Silence. Awkward, gaping, soul-sucking SILENCE.
Only Noah's successful drive to the bank and the fantastic new interest rate we'd just locked in (4.25%) kept me from collapsing Ethan-style of utter and complete mortification.
* * *
Next we went to the barber, where Ethan got his hair cut like a little man. This is a true barber shop, where they clean up dude's hairy necks with warm shaving cream and a straight razor. Ethan's performance there was admirable.
* * *
This evening as I sat on our deck stairs watching Ethan work with his Daddy in the yard, he brought to me a tupperware bowl full of dirt. He had "cooked" me "dinner." I gave him a kiss.
"I love you, Ethan."
"Mommy, I'm so proud fuh you," he replied affectionately.
oh my goodness...i admire how you handled the bank debacle. amazing. i have no idea how i would have handled that.
Dirt is my FAVORITE! Wish I'd been there for dinner ...
THAT IS AN AWESOME INTEREST RATE. We just successfully refinanced (today, no less!) and I can't wait to reap the benefits.
I think a low interest rate and a cute kid makes up for just about anything. That guy can get a new messager bag. Don't sweat it.
Just think about the free lesson in birth control Ethan provided for Michael. :)
Baby wipes are like duct tape. You can MacGyver anything with those two items.

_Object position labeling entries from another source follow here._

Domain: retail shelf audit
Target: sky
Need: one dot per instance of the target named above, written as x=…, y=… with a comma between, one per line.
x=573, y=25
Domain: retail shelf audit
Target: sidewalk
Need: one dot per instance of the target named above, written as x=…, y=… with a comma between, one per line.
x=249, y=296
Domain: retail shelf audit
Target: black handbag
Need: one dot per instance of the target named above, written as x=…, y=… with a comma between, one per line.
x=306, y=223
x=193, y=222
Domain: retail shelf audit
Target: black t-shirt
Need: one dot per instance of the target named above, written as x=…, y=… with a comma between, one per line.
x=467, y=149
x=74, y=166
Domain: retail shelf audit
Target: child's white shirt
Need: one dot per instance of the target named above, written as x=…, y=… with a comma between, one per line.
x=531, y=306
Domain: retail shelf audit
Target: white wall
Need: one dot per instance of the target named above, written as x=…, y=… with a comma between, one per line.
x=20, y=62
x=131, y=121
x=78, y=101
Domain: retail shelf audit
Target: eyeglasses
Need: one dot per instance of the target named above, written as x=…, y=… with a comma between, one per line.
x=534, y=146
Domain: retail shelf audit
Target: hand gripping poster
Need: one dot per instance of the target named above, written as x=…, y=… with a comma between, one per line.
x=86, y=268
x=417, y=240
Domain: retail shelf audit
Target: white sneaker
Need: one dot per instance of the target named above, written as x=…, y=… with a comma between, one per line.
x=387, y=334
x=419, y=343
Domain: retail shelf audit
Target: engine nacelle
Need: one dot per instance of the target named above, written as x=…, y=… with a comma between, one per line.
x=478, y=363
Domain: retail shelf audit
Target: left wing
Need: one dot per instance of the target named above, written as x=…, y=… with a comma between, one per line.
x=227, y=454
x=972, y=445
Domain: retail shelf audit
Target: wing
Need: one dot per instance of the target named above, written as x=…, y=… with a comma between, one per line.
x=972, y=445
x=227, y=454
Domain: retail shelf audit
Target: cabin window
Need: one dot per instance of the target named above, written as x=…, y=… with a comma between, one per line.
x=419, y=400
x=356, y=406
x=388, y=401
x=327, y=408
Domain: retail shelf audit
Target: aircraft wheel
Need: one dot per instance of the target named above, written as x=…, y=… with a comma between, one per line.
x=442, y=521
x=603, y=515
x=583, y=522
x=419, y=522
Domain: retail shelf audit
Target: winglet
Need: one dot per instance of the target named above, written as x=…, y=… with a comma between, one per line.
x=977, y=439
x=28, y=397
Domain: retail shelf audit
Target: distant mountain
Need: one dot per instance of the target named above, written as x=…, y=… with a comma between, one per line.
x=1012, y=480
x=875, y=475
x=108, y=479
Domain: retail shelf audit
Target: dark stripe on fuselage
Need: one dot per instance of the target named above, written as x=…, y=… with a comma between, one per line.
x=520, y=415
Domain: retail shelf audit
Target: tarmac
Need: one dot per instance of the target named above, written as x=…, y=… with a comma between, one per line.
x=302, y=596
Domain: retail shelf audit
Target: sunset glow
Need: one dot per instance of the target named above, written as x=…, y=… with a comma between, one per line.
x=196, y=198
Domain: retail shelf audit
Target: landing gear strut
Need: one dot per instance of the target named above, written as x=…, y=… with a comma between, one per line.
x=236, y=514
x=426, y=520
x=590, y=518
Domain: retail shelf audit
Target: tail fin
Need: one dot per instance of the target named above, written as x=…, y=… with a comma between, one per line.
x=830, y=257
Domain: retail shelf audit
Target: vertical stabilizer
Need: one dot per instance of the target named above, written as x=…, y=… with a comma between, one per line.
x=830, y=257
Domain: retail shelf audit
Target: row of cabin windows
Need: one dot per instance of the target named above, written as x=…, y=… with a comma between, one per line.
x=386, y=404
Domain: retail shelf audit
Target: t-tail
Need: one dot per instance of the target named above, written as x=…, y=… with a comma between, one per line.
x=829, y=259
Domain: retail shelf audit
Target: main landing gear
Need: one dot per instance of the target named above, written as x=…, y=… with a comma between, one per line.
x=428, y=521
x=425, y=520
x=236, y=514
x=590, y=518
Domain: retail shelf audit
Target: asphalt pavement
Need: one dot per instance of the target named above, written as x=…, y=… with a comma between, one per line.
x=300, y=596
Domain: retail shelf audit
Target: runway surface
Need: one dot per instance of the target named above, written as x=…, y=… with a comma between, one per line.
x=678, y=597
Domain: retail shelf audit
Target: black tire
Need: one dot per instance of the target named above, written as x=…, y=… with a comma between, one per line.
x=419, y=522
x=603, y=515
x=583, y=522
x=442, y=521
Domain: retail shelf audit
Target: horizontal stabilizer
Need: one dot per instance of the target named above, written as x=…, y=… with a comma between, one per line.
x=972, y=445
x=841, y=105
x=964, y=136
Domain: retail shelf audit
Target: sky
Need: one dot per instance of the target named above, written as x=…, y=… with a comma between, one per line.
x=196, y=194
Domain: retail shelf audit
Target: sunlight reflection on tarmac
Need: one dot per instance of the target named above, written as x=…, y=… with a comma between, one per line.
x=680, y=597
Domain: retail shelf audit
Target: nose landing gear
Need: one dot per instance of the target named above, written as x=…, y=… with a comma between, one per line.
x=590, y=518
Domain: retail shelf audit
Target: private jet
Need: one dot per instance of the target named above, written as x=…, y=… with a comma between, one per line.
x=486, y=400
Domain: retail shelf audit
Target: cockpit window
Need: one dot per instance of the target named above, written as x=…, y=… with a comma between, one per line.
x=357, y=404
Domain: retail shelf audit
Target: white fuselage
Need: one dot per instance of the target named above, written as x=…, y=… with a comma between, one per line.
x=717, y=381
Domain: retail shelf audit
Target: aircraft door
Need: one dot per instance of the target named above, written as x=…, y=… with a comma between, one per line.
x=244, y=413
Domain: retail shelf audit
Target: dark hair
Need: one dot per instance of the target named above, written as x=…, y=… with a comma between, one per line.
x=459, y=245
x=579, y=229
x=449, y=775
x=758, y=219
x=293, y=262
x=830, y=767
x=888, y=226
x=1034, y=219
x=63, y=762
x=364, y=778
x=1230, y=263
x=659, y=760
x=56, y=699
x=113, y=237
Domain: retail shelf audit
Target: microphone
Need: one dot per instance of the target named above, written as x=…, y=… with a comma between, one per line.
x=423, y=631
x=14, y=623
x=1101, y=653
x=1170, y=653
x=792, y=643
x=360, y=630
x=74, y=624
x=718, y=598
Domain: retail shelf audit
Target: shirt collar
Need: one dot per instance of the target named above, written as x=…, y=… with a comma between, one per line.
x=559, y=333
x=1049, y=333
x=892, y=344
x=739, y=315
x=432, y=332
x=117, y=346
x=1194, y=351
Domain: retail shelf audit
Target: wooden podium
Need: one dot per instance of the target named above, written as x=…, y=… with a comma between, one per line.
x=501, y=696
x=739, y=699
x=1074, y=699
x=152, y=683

stephanie—It's a good thing he was such a nice guy.
Sal—You have an open invitation.
L&WH—You're so very sweet. If everything pans out, we'll be saving $180 a month. Isn't that awesome?
Lt—Actually, I think the fact that Michael has two kids helped soften the blow. And any psuedo MacGyver worth his or her salt would keep baby wipes and duct tape in their arsenal.